Обсуждение: BUG #16327: Too many files in pg_replslot folder

Поиск
Список
Период
Сортировка

BUG #16327: Too many files in pg_replslot folder

От
PG Bug reporting form
Дата:
The following bug has been logged on the website:

Bug reference:      16327
Logged by:          Dmitry Romanenko
Email address:      romdn@inbox.ru
PostgreSQL version: 12.2
Operating system:   Windows
Description:

Hello!
4.5 million rows are inserted from the temporary table. For each of the
three subscriptions, 712,000 xid-*-lsn-*-*.spill files of 3 GB are
generated. The following lines appear in the work log: ERROR: replication
slot is busy processing with PID. Replication stops working.
What to do?

PostgreSQL 12.2, compiled by Visual C++ build 1914, 64-bit
postgresql.auto.conf
max_connections = '30'
shared_buffers = '512MB'
effective_cache_size = '6GB'
maintenance_work_mem = '512MB'
checkpoint_completion_target = '0.9'
wal_buffers = '16MB'
default_statistics_target = '100'
work_mem = '21845kB'
min_wal_size = '2GB'
max_wal_size = '8GB'
max_worker_processes = '4'
max_parallel_workers_per_gather = '2'
max_parallel_workers = '4'
max_parallel_maintenance_workers = '2'
random_page_cost = '2'

P.S. Replication on PostgreSql 11.1 (with default settings) worked fine with
inserting 4.5 million rows. The xid - * - lsn - * - *. Snap files were
smaller and larger in size. But if there were several inserts in a row of
4.5 million lines, an error appeared: ERROR: out of memory.

Best regards, Dmitry


Re: BUG #16327: Too many files in pg_replslot folder

От
Euler Taveira
Дата:
On Sun, 29 Mar 2020 at 11:49, PG Bug reporting form <noreply@postgresql.org> wrote:

P.S. Replication on PostgreSql 11.1 (with default settings) worked fine with
inserting 4.5 million rows. The xid - * - lsn - * - *. Snap files were
smaller and larger in size. But if there were several inserts in a row of
4.5 million lines, an error appeared: ERROR: out of memory.

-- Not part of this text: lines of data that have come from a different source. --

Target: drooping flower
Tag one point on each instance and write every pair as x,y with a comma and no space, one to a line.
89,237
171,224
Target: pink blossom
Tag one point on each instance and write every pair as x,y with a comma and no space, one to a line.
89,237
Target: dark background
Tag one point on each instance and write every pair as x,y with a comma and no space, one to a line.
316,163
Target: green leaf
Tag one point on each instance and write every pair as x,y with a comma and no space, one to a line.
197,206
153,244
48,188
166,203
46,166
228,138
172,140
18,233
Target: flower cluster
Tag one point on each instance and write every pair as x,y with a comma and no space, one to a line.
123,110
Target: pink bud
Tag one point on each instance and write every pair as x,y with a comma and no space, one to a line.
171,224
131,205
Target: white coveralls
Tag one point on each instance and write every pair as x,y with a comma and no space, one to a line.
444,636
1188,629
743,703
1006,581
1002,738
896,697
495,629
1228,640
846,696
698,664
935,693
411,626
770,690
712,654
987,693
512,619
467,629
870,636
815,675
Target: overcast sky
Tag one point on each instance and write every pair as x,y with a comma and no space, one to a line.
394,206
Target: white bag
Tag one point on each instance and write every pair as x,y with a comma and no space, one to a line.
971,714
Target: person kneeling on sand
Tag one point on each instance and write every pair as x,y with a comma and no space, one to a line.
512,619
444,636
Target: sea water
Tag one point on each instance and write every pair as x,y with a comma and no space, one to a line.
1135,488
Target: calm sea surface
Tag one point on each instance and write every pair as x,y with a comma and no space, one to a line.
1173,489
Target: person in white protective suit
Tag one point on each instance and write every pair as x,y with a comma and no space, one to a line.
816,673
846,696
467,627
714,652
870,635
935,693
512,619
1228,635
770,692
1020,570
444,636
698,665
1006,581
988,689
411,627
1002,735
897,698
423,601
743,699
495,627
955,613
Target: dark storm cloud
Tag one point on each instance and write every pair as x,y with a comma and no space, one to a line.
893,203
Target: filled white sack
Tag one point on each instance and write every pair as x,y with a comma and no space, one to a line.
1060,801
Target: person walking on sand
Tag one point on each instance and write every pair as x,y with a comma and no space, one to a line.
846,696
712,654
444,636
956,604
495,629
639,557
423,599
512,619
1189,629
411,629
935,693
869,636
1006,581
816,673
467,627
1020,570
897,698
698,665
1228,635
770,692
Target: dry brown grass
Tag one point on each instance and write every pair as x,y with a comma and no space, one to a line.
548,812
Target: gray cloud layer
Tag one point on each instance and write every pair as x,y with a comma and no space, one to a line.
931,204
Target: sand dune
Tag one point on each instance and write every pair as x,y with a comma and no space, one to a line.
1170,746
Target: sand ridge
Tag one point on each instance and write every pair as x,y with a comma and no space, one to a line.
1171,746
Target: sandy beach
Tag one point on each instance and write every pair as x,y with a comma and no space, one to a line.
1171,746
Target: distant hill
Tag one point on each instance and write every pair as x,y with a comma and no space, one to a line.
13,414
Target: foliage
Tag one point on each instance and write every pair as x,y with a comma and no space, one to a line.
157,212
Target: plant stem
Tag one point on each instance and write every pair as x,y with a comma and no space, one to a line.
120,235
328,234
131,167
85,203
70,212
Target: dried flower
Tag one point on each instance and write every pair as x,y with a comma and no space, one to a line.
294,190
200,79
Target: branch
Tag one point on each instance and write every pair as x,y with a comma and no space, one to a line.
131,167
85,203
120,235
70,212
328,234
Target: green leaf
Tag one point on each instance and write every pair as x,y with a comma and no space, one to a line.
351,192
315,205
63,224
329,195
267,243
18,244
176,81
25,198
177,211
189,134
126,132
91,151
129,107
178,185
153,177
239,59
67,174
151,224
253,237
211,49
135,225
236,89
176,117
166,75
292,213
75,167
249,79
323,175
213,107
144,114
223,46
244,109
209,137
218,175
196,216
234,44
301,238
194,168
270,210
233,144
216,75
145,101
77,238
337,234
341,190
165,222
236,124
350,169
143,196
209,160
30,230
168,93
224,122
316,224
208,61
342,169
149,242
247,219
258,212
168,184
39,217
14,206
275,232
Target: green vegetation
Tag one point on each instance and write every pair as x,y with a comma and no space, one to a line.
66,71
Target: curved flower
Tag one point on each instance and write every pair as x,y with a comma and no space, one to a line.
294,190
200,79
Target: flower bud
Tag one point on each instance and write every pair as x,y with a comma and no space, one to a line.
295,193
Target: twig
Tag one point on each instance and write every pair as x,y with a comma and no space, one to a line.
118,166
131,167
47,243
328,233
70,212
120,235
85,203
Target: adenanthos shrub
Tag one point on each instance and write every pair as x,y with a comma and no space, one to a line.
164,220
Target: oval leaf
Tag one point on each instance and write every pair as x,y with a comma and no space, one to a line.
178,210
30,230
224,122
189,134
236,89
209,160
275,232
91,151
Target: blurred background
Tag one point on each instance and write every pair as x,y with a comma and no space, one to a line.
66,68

Could you provide a test case? Are you using subtransactions? logical_decoding_work_mem [1] was added in v13 to ameliorate some high memory usage while decoding transactions. It is weird that it does not 'out of memory' in v11 too (v11 introduced Generational memory allocator to reduce logical decoding memory usage); I expect a high memory usage in v10 in a big transaction scenario.

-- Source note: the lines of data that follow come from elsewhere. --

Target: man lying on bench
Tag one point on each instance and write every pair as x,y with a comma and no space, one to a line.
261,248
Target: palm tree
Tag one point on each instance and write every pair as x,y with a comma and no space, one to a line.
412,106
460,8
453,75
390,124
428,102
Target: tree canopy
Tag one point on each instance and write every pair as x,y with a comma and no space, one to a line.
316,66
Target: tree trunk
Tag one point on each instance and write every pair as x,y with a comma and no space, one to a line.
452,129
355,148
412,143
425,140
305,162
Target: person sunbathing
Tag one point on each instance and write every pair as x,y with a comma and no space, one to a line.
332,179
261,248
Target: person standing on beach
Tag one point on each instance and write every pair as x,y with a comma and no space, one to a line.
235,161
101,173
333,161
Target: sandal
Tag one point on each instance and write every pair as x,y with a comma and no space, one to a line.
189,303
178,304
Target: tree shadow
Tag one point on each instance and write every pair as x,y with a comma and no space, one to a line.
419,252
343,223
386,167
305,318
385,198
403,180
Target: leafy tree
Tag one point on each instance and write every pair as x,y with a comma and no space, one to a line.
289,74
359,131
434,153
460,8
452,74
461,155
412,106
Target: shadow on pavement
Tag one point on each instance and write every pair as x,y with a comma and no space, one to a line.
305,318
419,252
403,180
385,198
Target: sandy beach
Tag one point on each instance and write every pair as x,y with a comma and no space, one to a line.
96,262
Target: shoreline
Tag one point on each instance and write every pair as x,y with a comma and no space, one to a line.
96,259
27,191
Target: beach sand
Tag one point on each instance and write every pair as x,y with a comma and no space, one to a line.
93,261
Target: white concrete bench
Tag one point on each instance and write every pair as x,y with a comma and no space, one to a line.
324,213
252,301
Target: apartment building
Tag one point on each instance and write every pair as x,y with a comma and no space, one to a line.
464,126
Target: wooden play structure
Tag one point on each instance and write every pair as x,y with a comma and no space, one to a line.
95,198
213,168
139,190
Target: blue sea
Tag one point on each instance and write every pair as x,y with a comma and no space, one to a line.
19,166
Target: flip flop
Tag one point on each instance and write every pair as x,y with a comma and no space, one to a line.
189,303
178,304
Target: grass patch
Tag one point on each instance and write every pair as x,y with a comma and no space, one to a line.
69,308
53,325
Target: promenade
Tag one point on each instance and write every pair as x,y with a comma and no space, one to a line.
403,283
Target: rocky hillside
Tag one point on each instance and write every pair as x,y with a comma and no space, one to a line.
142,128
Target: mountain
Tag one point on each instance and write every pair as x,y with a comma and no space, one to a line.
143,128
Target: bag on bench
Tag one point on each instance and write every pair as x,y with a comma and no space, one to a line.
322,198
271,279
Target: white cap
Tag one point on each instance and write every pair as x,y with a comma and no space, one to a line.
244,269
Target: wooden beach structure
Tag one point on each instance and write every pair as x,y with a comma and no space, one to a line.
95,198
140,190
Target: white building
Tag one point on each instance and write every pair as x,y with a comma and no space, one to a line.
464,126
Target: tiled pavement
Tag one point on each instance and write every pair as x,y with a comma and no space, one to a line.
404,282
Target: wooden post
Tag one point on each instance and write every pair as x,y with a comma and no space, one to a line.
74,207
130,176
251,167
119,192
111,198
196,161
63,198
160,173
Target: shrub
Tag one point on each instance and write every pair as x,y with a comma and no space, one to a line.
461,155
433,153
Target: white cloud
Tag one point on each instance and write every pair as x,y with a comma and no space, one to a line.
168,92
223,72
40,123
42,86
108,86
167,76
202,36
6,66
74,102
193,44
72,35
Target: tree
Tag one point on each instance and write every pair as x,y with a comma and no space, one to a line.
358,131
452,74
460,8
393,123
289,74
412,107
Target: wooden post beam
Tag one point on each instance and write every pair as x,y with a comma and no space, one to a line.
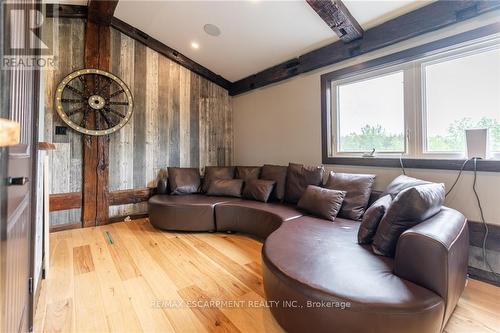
95,196
338,18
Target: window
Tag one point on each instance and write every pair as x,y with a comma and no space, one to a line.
462,92
371,114
419,108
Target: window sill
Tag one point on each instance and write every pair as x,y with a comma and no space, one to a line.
415,163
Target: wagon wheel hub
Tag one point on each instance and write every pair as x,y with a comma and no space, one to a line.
96,102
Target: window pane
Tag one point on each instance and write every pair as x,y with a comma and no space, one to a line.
371,114
462,93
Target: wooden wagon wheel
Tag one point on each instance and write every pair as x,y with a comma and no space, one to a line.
94,102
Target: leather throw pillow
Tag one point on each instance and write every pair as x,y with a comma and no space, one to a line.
298,178
184,180
358,188
372,218
409,208
321,202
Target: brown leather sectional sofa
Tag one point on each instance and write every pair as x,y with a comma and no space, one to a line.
322,280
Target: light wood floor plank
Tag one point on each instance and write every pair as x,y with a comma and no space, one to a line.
147,280
120,314
182,319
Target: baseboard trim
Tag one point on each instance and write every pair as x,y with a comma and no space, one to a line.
483,276
476,235
132,217
65,226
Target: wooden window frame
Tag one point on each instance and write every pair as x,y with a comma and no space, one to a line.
392,60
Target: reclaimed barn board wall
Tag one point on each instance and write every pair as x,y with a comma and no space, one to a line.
65,161
180,119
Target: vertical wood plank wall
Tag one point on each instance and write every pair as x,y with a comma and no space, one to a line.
180,119
66,161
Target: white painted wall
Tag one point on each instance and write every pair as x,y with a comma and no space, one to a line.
281,123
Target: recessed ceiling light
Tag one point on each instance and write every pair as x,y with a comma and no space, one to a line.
211,29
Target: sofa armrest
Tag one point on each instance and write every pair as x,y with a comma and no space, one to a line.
434,255
162,186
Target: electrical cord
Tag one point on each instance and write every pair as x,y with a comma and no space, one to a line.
483,221
486,229
401,163
458,177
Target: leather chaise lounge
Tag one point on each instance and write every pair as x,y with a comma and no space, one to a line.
326,280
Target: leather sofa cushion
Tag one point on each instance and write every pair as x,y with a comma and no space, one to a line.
278,174
162,186
358,188
372,218
256,218
225,187
212,173
321,202
400,183
410,207
194,212
324,259
258,189
247,173
298,178
184,180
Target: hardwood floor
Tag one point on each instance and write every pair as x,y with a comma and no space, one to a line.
130,277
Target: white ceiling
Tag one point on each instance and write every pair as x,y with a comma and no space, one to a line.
255,34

If you are looking for a workaround, you should try to disable all subscriptions and then enable only one at a time.



Regards,

--
Euler Taveira                 http://www.2ndQuadrant.com/
PostgreSQL Development, 24x7 Support, Remote DBA, Training & Services

Re: BUG #16327: Too many files in pg_replslot folder

От
Dmitry
Дата:
29.03.2020 22:52, Euler Taveira пишет:
On Sun, 29 Mar 2020 at 11:49, PG Bug reporting form <noreply@postgresql.org> wrote:

P.S. Replication on PostgreSql 11.1 (with default settings) worked fine with
inserting 4.5 million rows. The xid - * - lsn - * - *. Snap files were
smaller and larger in size. But if there were several inserts in a row of
4.5 million lines, an error appeared: ERROR: out of memory.

Could you provide a test case? Are you using subtransactions? logical_decoding_work_mem [1] was added in v13 to ameliorate some high memory usage while decoding transactions. It is weird that it does not 'out of memory' in v11 too (v11 introduced Generational memory allocator to reduce logical decoding memory usage); I expect a high memory usage in v10 in a big transaction scenario.

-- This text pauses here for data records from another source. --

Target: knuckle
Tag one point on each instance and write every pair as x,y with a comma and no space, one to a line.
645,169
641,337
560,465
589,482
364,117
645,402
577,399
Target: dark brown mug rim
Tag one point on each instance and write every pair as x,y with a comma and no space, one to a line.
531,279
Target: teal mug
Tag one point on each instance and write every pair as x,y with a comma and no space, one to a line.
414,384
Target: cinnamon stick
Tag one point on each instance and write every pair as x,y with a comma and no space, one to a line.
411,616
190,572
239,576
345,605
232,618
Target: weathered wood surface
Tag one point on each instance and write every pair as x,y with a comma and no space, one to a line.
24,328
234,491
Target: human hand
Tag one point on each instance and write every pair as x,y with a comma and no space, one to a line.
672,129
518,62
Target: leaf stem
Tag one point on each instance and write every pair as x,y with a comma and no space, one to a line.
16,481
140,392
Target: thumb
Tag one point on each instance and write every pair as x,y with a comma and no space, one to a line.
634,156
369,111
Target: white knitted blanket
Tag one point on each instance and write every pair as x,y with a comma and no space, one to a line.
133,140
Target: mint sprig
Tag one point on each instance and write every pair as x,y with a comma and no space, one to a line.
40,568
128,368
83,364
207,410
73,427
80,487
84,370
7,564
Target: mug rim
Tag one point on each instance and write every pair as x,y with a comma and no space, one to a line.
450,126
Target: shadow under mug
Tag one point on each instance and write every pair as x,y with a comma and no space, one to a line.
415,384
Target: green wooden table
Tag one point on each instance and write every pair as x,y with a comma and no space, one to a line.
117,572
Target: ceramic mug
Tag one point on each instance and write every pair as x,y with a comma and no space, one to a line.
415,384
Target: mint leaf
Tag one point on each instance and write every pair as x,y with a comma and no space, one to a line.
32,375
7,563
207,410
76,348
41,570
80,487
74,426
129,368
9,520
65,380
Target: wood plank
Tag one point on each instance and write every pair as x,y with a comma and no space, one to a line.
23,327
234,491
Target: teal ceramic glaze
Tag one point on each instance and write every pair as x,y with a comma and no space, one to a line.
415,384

If you are looking for a workaround, you should try to disable all subscriptions and then enable only one at a time.



Regards,

--
Euler Taveira                 http://www.2ndQuadrant.com/
PostgreSQL Development, 24x7 Support, Remote DBA, Training & Services

Thanks for the answer! > Could you provide a test case?
I will try to do a test in the coming days.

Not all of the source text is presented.